Однако даже и сегодня «мир» и «демократия» — слова затасканные, если подходить к ним с точки зрения зрителей выпусков телевизионных новостей, — будучи брошены на целинное поле кинолюбительства, после первого момента замешательства (куда я должен нацелить объектив кинокамеры? На самого себя? На своего отца, на своего хозяина, на цветок, на несчастный случай на улице или на ванну?) могут — в самом худшем из всех возможных случаев — дать нам полезную информацию о «среднем» человеке. Мы живем так, словно вокруг все сравнительно хорошо; в самом деле, внешне нет ничего особенно ужасного. Но, что касается меня, самое трагическое, самое страшное впечатление за все эти последние годы я пережил, когда смотрел документальный фильм. Там на улицах Милана прохожих спрашивали, что они думают о войне во Вьетнаме. Многие ничего не думают — они отказываются думать.
«Cinema Documentario», N 1, 1966, aprile/giugno.
О „партизанском кино“ [59]
Беседа касается главной темы, волнующей сегодня неутомимого и, несмотря на свои шестьдесят пять лет, полного боевого задора Дзаваттини. Это свободные киножурналы, или «партизанское кино», которое, по его мнению, должно занять ныне в общественной, культурной и художественной жизни Италии то место, которое занимал неореализм.
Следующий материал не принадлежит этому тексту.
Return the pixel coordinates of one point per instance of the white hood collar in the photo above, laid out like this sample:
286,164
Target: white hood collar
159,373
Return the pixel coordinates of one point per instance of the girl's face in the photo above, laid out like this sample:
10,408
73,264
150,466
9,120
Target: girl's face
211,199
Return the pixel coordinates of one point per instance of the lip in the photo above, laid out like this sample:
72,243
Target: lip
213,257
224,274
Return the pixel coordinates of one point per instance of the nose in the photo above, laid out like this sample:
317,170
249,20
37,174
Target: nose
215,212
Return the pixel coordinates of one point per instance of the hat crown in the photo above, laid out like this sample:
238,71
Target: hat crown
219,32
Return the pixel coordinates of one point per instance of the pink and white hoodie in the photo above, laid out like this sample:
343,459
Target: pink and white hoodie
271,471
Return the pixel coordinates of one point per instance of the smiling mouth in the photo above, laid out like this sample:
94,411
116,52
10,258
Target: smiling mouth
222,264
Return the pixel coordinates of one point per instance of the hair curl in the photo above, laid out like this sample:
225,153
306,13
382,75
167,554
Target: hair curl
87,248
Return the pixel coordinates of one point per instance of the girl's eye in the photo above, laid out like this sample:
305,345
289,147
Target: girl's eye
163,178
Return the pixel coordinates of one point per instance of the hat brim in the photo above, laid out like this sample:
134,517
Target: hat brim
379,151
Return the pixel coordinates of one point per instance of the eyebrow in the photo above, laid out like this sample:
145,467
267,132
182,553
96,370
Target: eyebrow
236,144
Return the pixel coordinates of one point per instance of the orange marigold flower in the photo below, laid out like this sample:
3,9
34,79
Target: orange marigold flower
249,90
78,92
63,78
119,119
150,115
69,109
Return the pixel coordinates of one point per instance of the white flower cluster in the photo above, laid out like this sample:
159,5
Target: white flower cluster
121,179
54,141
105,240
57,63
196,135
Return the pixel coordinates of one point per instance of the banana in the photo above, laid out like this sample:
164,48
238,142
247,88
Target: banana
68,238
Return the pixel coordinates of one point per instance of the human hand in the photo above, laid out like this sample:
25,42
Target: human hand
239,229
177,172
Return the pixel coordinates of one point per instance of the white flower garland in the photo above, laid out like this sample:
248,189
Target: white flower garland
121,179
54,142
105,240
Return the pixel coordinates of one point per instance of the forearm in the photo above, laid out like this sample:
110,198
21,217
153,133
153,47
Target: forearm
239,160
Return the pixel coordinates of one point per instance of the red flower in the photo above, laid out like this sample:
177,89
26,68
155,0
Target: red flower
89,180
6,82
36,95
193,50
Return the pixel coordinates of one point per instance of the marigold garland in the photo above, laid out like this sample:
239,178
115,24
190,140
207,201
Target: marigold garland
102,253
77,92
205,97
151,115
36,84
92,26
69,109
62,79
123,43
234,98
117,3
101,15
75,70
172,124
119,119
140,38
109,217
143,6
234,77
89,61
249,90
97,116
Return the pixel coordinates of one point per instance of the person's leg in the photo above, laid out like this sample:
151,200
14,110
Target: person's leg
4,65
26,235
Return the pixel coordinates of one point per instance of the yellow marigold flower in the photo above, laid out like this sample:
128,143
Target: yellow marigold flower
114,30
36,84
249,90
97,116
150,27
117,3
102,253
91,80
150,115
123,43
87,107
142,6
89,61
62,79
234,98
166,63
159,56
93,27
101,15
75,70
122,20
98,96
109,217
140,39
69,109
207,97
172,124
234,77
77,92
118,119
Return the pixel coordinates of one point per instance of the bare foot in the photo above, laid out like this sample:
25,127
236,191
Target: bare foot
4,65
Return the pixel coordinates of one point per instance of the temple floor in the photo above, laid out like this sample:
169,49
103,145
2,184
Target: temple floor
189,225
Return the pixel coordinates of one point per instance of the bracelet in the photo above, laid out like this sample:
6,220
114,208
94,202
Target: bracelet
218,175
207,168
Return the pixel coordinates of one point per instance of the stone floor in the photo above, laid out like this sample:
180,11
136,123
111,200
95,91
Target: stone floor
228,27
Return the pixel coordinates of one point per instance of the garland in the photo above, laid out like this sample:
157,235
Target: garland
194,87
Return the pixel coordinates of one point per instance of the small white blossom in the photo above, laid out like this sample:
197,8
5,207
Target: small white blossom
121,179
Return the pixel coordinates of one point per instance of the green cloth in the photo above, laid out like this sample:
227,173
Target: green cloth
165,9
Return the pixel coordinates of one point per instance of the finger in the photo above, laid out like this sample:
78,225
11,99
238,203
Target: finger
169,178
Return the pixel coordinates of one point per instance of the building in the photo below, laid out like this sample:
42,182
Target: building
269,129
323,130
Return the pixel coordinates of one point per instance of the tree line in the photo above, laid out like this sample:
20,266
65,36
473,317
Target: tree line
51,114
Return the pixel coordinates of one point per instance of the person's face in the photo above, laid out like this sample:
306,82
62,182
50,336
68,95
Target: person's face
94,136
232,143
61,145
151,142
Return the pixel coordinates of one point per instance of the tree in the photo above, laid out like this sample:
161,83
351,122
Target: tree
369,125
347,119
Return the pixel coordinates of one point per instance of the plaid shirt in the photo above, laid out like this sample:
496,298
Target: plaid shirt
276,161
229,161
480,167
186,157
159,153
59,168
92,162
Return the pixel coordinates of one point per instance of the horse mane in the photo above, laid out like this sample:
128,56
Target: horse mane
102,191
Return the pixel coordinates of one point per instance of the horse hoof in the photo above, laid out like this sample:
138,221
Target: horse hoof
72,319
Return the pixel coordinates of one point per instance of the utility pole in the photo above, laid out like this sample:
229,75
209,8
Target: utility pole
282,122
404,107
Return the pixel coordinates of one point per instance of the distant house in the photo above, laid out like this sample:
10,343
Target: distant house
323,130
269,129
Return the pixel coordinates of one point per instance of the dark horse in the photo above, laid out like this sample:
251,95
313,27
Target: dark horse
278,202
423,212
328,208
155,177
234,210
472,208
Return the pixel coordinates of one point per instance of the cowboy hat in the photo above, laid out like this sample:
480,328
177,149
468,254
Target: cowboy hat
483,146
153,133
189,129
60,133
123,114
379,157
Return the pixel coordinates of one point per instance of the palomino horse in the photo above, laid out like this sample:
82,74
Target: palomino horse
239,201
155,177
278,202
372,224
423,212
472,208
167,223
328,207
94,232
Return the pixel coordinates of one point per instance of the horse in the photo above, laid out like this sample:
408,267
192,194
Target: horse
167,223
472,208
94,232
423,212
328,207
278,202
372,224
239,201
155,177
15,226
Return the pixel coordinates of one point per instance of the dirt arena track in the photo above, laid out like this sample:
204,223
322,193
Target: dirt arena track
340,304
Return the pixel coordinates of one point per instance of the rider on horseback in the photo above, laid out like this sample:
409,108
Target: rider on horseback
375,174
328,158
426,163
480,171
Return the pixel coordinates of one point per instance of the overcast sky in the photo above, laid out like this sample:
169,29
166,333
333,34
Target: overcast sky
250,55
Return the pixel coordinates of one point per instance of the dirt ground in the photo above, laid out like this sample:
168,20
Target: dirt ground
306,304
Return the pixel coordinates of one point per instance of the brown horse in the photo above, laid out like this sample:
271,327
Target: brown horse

— Теперь итальянское кино в подавляющем большинстве случаев не ставит перед собой никаких общественных задач — ни в политическом, ни в социальном, ни в моральном плане. В противовес обычному, «официальному» кино с его громоздкой и насквозь коммерциализированной структурой надо организовать широкое, массовое движение «свободных киножурналов». Каждый может и должен снимать «свой» фильм, тем более что съемочная кинокамера теперь по карману почти каждому.
(Дать каждому в руки киноаппарат, научить каждого снимать фильмы начиная со школьной скамьи — давнишняя мечта Дзаваттини.)
Пусть каждый снимает что хочет и как хочет, пусть это будут фильмы совсем короткие и полнометражные, «журналы» — еженедельники и ежемесячники. Задача состоит в том, чтобы создать маленькие группки из трех, семи, десяти человек, которые ощущали бы необходимость объединиться и вместе использовать кино не для информации, не в документальных целях, а для того чтобы постоянно, исподволь запечатлевать на пленке те факты и события окружающей жизни, которые им представляются интересными и значительными. Киноязык должен обрести множественность форм и тем. Однако все это — и приемы и тематика — должно быть направлено к изображению и критике современной итальянской действительности. Я назвал бы это кинохроникой многих для многих. Наше «партизанское кино» будет доходить до зрителя не обычными каналами, которые использует коммерческое, «большое» кино. Оно не нуждается ни в прокате, ни в кинозалах. Эти фильмы можно смотреть где угодно — и дома, и в рабочем клубе, и в кафе, и на городской площади.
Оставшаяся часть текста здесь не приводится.